Neither the SEC, the Jersey Financial Services Commission nor any state securities commission has approved or disapproved of these securities or passed upon the accuracy or adequacy of this prospectus supplement or Prospectus. Any representation to the contrary is a criminal offense.

 

 

 

The date of this prospectus supplement is June 21, 2022.

 

 

 

 

 

 

 

UNITED STATES

SECURITIES AND EXCHANGE COMMISSION

WASHINGTON, D.C. 20549

 

 

 

FORM 6-K

 

 

 

Report of Foreign Private Issuer

Pursuant to Rule 13a-16 or 15d-16

under the Securities Exchange Act of 1934

 

For the month of June 2022

 

Commission File Number: 001-40952

 

 

 

Babylon Holdings Limited

 

 

 

2500 Bee Cave Road

Building 1 - Suite 400

Austin, TX 78746

(Address of principal executive office)

 

 

 

 

Indicate by check mark whether the registrant files or will file annual reports under cover of Form 20-F or Form 40-F.

 

Form 20-F x Form 40-F ¨

 

Indicate by check mark if the registrant is submitting the Form 6-K in paper as permitted by Regulation S-T Rule 101(b)(1): ¨

 

Indicate by check mark if the registrant is submitting the Form 6-K in paper as permitted by Regulation S-T Rule 101(b)(7): ¨

 

 

 

 

 

 

INFORMATION CONTAINED IN THIS REPORT ON FORM 6-K

 

On June 21, 2022, Babylon Holdings Limited, a company incorporated in Jersey under registration number 115471 (the “Company”), issued a press release announcing the results of the Company’s previously announced offer (the “Offer”) to each holder of the Company’s outstanding (i) public warrants to purchase Class A ordinary shares of the Company, par value $0.0000422573245084686 per share (the “Class A ordinary shares”), which trade on the New York Stock Exchange under the symbol “BBLN.W” (the “public warrants”), and (ii) related private placement warrants to purchase Class A ordinary shares (the “private placement warrants” and, together with the public warrants, the “warrants”) to receive 0.295 Class A ordinary shares, in exchange for each outstanding warrant tendered by the holder and exchanged pursuant to the Offer and the Company’s accompanying solicitation of consents from holders of the warrants to amend the warrant agreement governing the warrants.

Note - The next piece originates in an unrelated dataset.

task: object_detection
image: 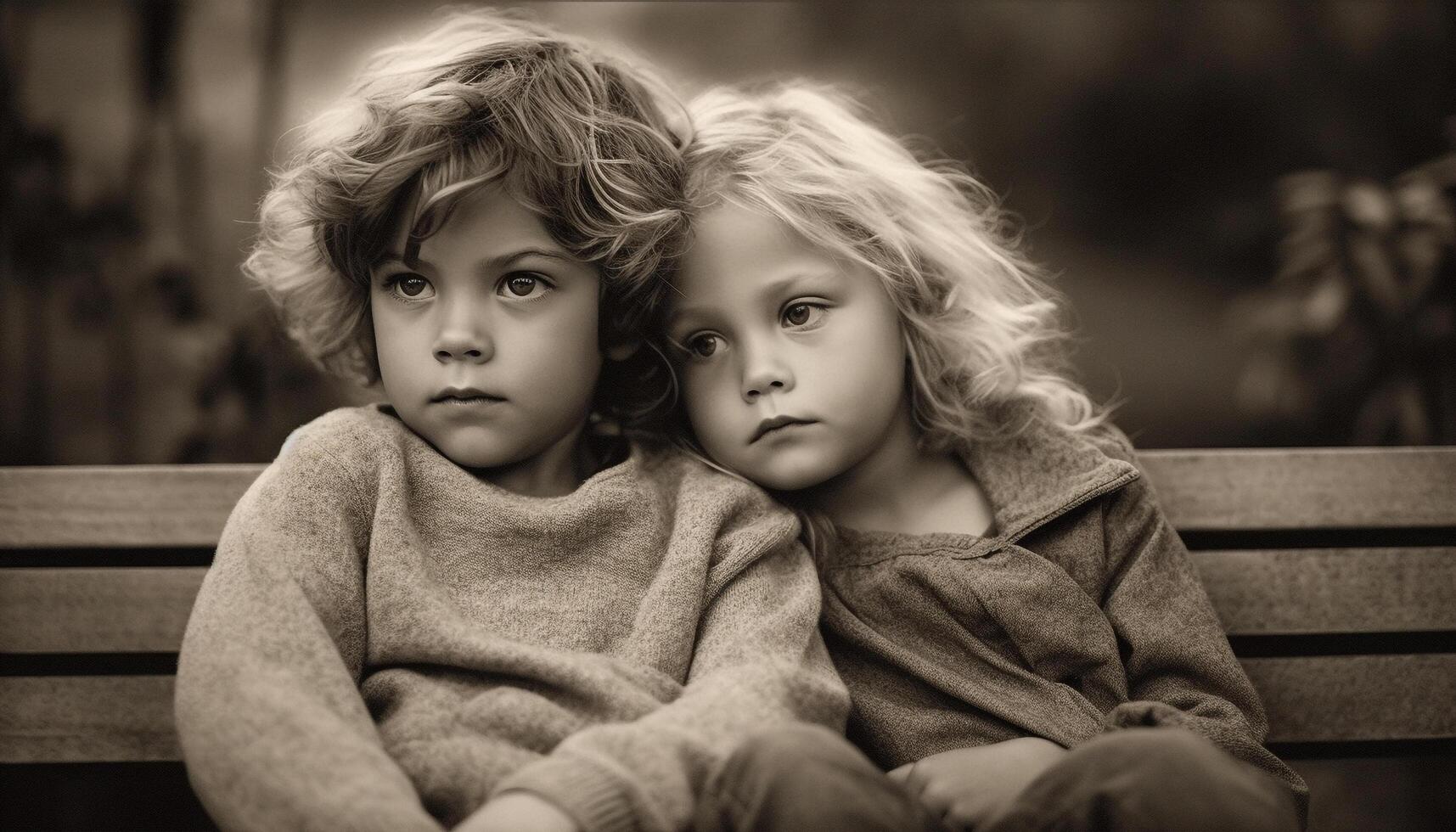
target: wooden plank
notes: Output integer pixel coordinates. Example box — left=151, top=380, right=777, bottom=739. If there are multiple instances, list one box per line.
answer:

The Company also announced that the Registration Statement on Form F-4, originally filed by the Company with the Securities and Exchange Commission on May 20, 2022, was declared effective on June 17, 2022.

 

A copy of the press release is attached as Exhibit 99.1 and is incorporated by reference herein.

 

The following exhibit is being filed herewith: 

 

Exhibit

No.

  Description
99.1   Press Release, dated June 21, 2022.

 

 

 

 

SIGNATURES

 

Pursuant to the requirements of the Securities Exchange Act of 1934, as amended, the registrant has duly caused this report to be signed on its behalf by the undersigned hereunto duly authorized.

 

    BABYLON HOLDINGS LIMITED
     
Date: June 21, 2022 By: /s/ Charlie Steel
    Name: Charlie Steel
    Title:   Chief Financial Officer

 

 

 

 

Exhibit 99.1

 

News Release

 

Babylon Holdings Limited Announces Expiration and Results of Exchange Offer and Consent Solicitation Relating to its Warrants

 

Austin, Texas & London, UK – June 21, 2022 -- (BUSINESS WIRE) -- Babylon Holdings Limited (NYSE: BBLN) (“Babylon” or the “Company”) announced today the expiration and results of its previously announced exchange offer (the “Exchange Offer”) and consent solicitation (the “Consent Solicitation”) relating to its outstanding (i) public warrants to purchase Class A ordinary shares of the Company, par value $0.0000422573245084686 per share (the “Class A ordinary shares”), which warrants trade on the New York Stock Exchange under the symbol “BBLN.W” (the “public warrants”), and (ii) related private placement warrants to purchase Class A ordinary shares (the “private placement warrants” and, together with the public warrants, the “warrants”). The Exchange Offer and Consent Solicitation expired at Midnight (end of day), Eastern Standard Time, on June 17, 2022.

 

Babylon has been advised that 7,398,704 public warrants, or approximately 85.8% of the outstanding public warrants, and 5,933,333 private placement warrants, representing all outstanding private placement warrants, were validly tendered and not validly withdrawn prior to the expiration of the Exchange Offer and Consent Solicitation. Babylon expects to accept all validly tendered warrants for exchange and settlement on or before June 23, 2022.

 

In addition, pursuant to the Consent Solicitation, the Company received the approval of approximately 85.8% of the outstanding public warrants and approval of 100% of the outstanding private placement warrants to the amendment to the warrant agreement governing the warrants (the “Warrant Amendment”), which exceeds 50% of the outstanding public warrants and, solely with respect to any amendment to the terms of the private placement warrants or any provision of the warrant agreement with respect to the private placement warrants, 50% of the outstanding private placement warrants required to effect the Warrant Amendment. Babylon expects to execute the Warrant Amendment concurrently with the settlement of the Exchange Offer, and thereafter, expects to exercise its right in accordance with the terms of the Warrant Amendment, to exchange all remaining untendered warrants for shares of the Company’s Class A ordinary shares, following which, no public or private placement warrants will remain outstanding.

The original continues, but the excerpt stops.